Organometallic catalysis is an essential area of scientific research, directly impacting on chemical industries worldwide, such as pharmaceuticals, agrochemicals and materials. For these industries to survive and grow, they must work towards a sustainable future, which includes reducing demand on diminishing resources such as platinum group metals (PGMs), or using them in a more efficient manner (e.g. recovering from waste streams and recycling). The proposed research will result in a new flow technology for rapid synthesis, screening and optimisation of catalysts, with a focus on base-metal catalysis. The data generated in this research will benefit chemical industries, as greater understanding of base-metal catalysed processes will be achieved with new and optimised catalysts being discovered. This project will move base-metal catalysed processes towards being 'fit for purpose' for industry. Through working with the industrial advisory board, industrially-relevant processes will be identified and studied. Furthermore, the technology will be developed so that it can be translated into industry for reaction screening (i.e. catalyst discovery and optimisation), or be scaled up for synthesis (i.e. catalyst generation and catalytic reactions on a large scale). It is envisaged that the technology will be adopted for broader use, including making reactions that can only be catalysed by PGMs more efficient, and using the electrochemical technology for metal recovery/recycling.
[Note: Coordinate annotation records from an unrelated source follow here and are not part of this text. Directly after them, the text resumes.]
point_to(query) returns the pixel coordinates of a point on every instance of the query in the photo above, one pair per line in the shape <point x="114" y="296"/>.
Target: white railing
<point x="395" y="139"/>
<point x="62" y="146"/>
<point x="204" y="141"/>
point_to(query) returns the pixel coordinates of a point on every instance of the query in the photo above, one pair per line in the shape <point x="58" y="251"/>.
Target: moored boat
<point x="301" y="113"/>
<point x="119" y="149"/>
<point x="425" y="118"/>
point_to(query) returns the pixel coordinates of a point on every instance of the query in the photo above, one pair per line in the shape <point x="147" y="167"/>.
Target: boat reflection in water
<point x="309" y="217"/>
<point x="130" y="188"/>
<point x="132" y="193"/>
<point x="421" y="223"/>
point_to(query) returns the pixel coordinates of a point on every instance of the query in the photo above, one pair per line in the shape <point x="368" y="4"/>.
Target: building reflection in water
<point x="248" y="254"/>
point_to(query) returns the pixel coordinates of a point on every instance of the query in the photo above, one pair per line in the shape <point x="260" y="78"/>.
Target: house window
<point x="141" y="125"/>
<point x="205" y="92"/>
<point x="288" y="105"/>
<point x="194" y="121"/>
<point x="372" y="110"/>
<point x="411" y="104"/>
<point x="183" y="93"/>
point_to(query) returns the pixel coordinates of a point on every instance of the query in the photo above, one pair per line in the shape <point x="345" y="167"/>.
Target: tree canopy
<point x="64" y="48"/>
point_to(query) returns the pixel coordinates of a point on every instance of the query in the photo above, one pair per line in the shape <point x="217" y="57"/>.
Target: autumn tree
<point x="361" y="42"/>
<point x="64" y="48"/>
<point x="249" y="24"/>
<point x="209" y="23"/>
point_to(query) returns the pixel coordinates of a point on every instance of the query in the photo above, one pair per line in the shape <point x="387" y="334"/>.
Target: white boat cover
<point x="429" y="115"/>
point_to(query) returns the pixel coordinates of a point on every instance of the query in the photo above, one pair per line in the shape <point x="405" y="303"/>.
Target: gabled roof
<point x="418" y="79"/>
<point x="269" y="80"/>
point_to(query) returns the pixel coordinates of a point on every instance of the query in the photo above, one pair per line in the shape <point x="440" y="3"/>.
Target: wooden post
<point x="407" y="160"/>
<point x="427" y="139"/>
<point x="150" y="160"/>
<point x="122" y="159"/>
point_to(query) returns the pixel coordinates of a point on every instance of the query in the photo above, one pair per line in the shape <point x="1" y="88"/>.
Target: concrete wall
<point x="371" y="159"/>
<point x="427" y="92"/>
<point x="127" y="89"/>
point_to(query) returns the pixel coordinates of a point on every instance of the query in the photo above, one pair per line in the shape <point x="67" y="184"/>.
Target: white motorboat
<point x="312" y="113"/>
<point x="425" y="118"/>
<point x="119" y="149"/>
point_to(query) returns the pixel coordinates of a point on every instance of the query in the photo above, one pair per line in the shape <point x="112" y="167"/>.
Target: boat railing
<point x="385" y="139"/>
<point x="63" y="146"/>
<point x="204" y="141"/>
In providing a technology and generating data and valuable knowledge that will benefit chemical industries, this research will ultimately have a positive impact on society. New and improved pharmaceuticals, agrochemicals and materials will be developed, giving society better healthcare, food security and technology. More efficient and sustainable routes to known compounds will also lead to reduced costs.
This research will have an impact on academics across several areas of the physical sciences. Those working in organometallic chemistry and catalysis will benefit from the technology, as more efficient routes to catalyst synthesis, reaction screening and optimisation will be available. The data generated and searchable databases developed will also be valuable to researchers in these areas, in addition to those working in mechanistic and physical organic chemistry. Information relating to the technology will be valuable to process chemists and chemical engineers, as it can be translated to flow-reactors for similar or different purposes.
All researchers involved will benefit significantly from having the opportunity to carry out this programme of research. The PDRAs will expand their research and technical skills in areas that are of direct relevance to industry, such as organic/organometallic synthesis and analysis, catalysis and chemical engineering. They will benefit from working with a multi-disciplinary team, in addition to liaising with members of the industrial advisory board. They will have ample opportunity to present results to a range of audiences (conference, industrial and departmental meetings) and will be involved in manuscript preparation, thus strengthening skills of importance to future employers. Further training in generic skills such as research management and public engagement will be offered through courses. The PI and CoIs will benefit hugely from having the opportunity to work together and become an internationally-leading team in electrochemical flow technology for metal catalyst screening and optimisation. In addition to the anticipated outputs from this specific research, it is likely to lead to future collaboration with other internationally-leading researchers.